The guy came over and I talked big, getting an amused smile from the guy I lost to earlier. I tried to play off like I hadn't lost the last four games and bet one hundred dollars that I could beat the new guy. A few people nearly spit their drinks from trying not to laugh at me and the new guy agreed. A few other people put money down, just wanting to embarrass me, or try to call my bluff. I continued my act and by the time we set up the game, somewhere around three hundred dollars was on that table.

I let myself pretend to act a little nervous and excused myself to get a drink, thankfully finding Gary by the bar.

"Hey, do me a favor?" I whispered, leaning in close.

"What? You want me to bail you out?" When I looked at him confused, he continued. "I've been watching you play. Man, you suck." I laughed at that.

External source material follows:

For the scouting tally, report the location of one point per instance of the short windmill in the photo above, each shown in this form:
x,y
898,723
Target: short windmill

"Actually, I was wondering if you would accompany me. I've been hustling these guys and I want you to pocket the money as soon as I win and run. I know there's going to be a fight and I don't want to lose my earnings." I explained with a laugh in a muted voice.

"I knew there was a reason I liked you. You have a death wish, don't you?"

"Probably. So will you do it?"

"Sure. It'd be more fun than sitting here watching." Gary answered, laughing and pushing himself up off the bar.

"Alright, guys. Ready?" I asked, picking up a cue.

It didn't take long for the people I played before to realized what game I was playing, and I signaled Gary to come over and he started to pocket the money secretly and soon I sank the last ball and won the game without even trying. The guy I played paled, then flushed in anger, and strangely enough, the first punch he threw was at the guy who told him to play me. For a minute I didn't know what to do with myself, but then the other's that realized what I'd played them for finally threw a punch in my direction. Gary had already snuck off, laughing all the way, and I fought off one or two of the drunken idiots before managing to squirrel away.

I found Gary standing outside, holding his sides.

"Man, that was one Hell of a fight. That guy that caught you square in the jaw, holy shit!"

I rubbed that spot, having just been reminded of the wound after blocking it out. I locked and unlocked my jaw, moving it side to side. It wasn't broken. Good start.

"I know. But let's get the Hell out of here before they chase me all the way back to campus."

The whole ride back Gary eyed me with jealousy, having gotten another girl to give us a ride back.

"How do you do that? You're like… catnip for women or something!" Gary remarked in a hushed tone from the backseat. I couldn't help but laugh and the blonde driving looked at me then Gary suspiciously. I leaned over and whispered something meaningless in her ear and tried not to laugh when she swerved the car slightly in shock and when Gary shot me the most unbelievable look that screamed 'teach me how to do that!'.

I sat back in the seat and again watched the campus, brightly lit, coming up in front of us.